Technical Abstract: The emergence of virulent populations of broomrape (Orobanche cumana Wallr.), which overcame the resistance of sunflower (Helianthus annuus L.) hybrids in southern Spain created an urgent need for new resistance genes. This study reports the transfer of broomrape resistance from wild perennial Helianthus species into cultivated sunflower. Wild parental species, H. angustifolius L., H. divaricatus L, H. gracilentus A. Gray, H. hirsutus Raf., H. maximiliani Schrader, H. nutallii T. & G., and H. strumosus L. were immune to three broomrape populations, including population SE296 with predominately race F, the strain that overcame the Or5 resistance gene. Most amphiploids were highly resistant, suggesting dominant effects of the resistance genes. Backcross (BC2F1) progeny derived from diploid perennial Helianthus species segregated for broomrape resistance.

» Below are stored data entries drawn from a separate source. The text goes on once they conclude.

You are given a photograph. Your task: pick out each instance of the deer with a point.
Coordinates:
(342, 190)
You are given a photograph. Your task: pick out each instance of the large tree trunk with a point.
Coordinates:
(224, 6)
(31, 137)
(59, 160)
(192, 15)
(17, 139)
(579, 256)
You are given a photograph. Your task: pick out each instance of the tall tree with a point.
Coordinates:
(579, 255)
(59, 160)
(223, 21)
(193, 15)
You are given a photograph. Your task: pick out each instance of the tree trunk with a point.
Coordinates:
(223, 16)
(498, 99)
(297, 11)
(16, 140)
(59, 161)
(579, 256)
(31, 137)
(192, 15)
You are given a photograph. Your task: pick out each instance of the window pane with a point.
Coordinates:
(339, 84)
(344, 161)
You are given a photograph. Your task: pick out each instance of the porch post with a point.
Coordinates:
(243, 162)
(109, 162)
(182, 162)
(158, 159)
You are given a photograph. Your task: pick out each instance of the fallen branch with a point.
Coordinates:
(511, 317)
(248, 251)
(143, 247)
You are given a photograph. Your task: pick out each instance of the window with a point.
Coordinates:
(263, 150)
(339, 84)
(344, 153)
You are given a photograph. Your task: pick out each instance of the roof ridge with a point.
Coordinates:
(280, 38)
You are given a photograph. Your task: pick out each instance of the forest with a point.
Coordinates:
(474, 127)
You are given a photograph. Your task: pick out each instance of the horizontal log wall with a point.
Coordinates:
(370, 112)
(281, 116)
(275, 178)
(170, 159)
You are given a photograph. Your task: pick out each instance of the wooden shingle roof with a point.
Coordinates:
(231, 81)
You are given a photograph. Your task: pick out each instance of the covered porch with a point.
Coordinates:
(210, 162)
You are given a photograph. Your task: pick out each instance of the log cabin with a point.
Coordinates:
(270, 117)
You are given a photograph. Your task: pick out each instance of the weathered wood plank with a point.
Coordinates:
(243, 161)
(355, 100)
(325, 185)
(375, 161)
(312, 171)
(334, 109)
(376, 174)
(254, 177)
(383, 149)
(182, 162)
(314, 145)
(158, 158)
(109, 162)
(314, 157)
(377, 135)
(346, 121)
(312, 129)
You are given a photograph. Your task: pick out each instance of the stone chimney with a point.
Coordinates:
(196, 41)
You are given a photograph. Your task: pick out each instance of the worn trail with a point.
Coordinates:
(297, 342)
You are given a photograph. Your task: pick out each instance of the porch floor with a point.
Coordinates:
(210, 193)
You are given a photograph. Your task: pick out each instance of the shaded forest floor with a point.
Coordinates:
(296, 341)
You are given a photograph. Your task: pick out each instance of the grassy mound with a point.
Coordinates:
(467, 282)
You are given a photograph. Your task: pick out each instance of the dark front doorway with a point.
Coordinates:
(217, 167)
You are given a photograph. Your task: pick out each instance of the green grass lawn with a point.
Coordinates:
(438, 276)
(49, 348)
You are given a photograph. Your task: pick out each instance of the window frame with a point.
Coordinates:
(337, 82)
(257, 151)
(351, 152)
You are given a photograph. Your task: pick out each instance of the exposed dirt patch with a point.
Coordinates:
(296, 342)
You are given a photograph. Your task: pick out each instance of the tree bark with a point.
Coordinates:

BC2F2 progeny from selected BC2F1 plants resistant to the virulent broomrape population SE296 had 34 to 38 chromosomes, with 37% of the plants having the diploid sunflower chromosome complement of 2n=34. Six BC2F3 families from selected resistant diploid BC2F2 plants, derived from diploid species H. grossesserratus Martens, H. maximiliani, H. divaricatus, and H. angustifolius, had an average of 52% of the plants immune to population SE296, suggesting that one or a few genes controlled the resistance. This study documents the successful transfer of genes for broomrape resistance from wild perennial Helianthus species into cultivated sunflower utilizing interspecific amphiploids as a bridge. These diploid broomrape resistant lines provide valuable germplasm for the improvement of cultivated sunflower.